The COX activity was calculated with reference to the method of Yanagi and Komatsu (Biochem. Pharmacol., 25, 937-941 (1976)). That is, 0.4 mL of a mixed solution of n-hexane / ethyl acetate (2: 1) was added to the reaction solution, stirred for 30 seconds, and centrifuged to remove an unreacted organic layer containing arachidonic acid. After repeating the same extraction operation twice, 50 μL of ethanol was added to the aqueous layer, followed by stirring for 30 seconds. After centrifugation at 2000 G for 1 minute, 0.1 mL of the aqueous layer was transferred to a vial for a liquid scintillation counter. To this, 2 mL of Clearsol 1 (manufactured by Nacalai Tesque) as a scintillator was added to obtain a prostaglandin E2 fraction cocktail. Radioactivity was measured with a liquid scintillation counter (LSA-1000, manufactured by ALOKA), and the ratio of radioactivity was calculated to be the conversion rate of prostaglandin E2.
From the relationship between the conversion rate of prostaglandin E2 and the test sample concentration, the concentration (IC ₅₀ ) at which the conversion to prostaglandin E2 was inhibited by 50% was calculated, and the results are shown in Table 2.

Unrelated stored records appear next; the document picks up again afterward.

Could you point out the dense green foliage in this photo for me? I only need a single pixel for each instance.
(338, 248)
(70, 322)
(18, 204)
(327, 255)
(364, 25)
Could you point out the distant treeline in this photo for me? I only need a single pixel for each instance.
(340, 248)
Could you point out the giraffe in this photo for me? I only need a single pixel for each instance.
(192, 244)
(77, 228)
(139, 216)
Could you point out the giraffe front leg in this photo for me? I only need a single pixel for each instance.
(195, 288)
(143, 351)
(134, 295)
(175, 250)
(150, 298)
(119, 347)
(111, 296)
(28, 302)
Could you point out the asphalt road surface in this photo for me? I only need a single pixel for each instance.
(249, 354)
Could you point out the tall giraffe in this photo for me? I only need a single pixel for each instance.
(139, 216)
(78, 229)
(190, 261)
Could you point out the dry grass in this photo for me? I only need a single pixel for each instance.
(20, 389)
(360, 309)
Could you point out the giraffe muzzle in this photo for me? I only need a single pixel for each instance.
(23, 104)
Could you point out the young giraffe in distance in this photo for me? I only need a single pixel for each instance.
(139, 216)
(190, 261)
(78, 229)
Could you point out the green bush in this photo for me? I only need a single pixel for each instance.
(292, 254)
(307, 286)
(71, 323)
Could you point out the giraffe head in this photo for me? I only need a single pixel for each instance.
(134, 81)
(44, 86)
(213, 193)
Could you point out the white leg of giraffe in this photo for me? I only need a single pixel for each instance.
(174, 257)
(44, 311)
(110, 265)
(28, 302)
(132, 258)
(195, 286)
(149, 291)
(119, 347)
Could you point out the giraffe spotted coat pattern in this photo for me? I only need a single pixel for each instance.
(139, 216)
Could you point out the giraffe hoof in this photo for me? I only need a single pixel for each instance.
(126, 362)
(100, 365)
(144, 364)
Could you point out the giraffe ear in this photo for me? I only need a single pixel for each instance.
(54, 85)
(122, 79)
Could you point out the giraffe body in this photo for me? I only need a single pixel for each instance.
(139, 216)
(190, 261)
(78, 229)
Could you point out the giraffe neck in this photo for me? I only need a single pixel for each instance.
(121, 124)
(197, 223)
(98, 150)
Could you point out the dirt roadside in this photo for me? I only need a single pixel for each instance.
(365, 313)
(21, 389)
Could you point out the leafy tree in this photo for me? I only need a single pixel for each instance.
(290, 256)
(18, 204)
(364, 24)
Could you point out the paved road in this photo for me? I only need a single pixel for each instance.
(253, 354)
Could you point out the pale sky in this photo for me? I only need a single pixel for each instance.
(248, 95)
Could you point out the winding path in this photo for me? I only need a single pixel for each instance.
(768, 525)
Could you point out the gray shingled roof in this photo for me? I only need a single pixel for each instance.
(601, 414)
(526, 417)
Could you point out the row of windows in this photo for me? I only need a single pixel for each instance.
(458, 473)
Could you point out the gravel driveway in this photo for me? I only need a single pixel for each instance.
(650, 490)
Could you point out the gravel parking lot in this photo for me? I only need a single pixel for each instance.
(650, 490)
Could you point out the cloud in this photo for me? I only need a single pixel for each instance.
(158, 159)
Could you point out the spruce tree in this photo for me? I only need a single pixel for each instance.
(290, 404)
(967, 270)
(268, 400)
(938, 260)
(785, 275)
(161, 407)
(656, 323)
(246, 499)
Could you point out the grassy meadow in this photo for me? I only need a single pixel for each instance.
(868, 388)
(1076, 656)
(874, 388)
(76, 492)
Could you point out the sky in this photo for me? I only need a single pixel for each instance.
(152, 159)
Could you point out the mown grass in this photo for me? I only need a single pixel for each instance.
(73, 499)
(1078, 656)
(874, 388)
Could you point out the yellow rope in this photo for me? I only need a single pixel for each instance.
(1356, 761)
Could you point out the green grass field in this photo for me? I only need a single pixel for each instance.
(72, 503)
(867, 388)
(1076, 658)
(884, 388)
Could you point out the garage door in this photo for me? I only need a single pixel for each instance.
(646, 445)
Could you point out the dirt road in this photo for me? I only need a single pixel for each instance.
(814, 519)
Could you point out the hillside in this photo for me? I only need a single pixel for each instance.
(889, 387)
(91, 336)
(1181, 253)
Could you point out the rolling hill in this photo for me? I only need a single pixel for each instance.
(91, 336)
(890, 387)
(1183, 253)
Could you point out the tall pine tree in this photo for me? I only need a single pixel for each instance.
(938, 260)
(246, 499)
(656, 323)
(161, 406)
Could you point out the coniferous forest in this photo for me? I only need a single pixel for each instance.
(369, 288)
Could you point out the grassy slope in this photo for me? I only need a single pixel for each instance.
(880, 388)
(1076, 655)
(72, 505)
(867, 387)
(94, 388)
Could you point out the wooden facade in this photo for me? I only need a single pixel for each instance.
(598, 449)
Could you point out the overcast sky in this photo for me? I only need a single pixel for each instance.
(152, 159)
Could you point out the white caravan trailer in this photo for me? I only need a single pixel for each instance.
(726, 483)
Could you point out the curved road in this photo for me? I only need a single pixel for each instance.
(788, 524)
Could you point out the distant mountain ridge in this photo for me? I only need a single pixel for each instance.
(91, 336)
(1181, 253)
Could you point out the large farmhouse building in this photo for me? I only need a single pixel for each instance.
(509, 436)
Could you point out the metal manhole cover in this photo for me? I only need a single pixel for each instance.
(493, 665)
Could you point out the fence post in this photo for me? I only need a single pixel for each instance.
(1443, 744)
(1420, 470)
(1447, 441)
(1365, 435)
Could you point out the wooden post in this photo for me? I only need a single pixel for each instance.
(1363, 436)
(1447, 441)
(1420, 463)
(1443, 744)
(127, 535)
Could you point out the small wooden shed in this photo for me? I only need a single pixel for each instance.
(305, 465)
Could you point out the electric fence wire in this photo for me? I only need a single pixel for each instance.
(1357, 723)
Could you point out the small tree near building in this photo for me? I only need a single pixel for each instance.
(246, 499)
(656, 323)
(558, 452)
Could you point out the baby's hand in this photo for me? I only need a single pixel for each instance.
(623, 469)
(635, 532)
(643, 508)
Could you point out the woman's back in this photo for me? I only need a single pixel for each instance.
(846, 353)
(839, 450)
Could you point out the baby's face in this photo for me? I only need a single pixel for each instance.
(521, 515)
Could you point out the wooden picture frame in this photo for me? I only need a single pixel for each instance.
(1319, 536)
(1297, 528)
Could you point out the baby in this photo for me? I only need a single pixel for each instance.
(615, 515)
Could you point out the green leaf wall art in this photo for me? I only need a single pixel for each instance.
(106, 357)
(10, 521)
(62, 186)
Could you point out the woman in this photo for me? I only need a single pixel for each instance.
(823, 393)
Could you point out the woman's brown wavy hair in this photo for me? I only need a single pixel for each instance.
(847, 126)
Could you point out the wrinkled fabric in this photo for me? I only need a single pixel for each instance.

  The novel phenolic compound of the present invention has an excellent antioxidant effect and a cyclooxygenase inhibitory effect, and can be used in the fields of foods, pharmaceuticals, quasi-drugs, cosmetics, and the like.

Claims (3)

A compound represented by the following general formula (1).

(1)
(R ¹ in the formula (1) represents an alkyl group having 1 to 18 carbon atoms which may have a branch, and R ² represents a hydrogen atom, an alkyl group having 1 to 4 carbon atoms or a protecting group for a phenolic hydroxyl group. Is shown.)   An antioxidant comprising the compound represented by the general formula (1) according to claim 1.   A cyclooxygenase inhibitor comprising the compound represented by the general formula (1) according to claim 1.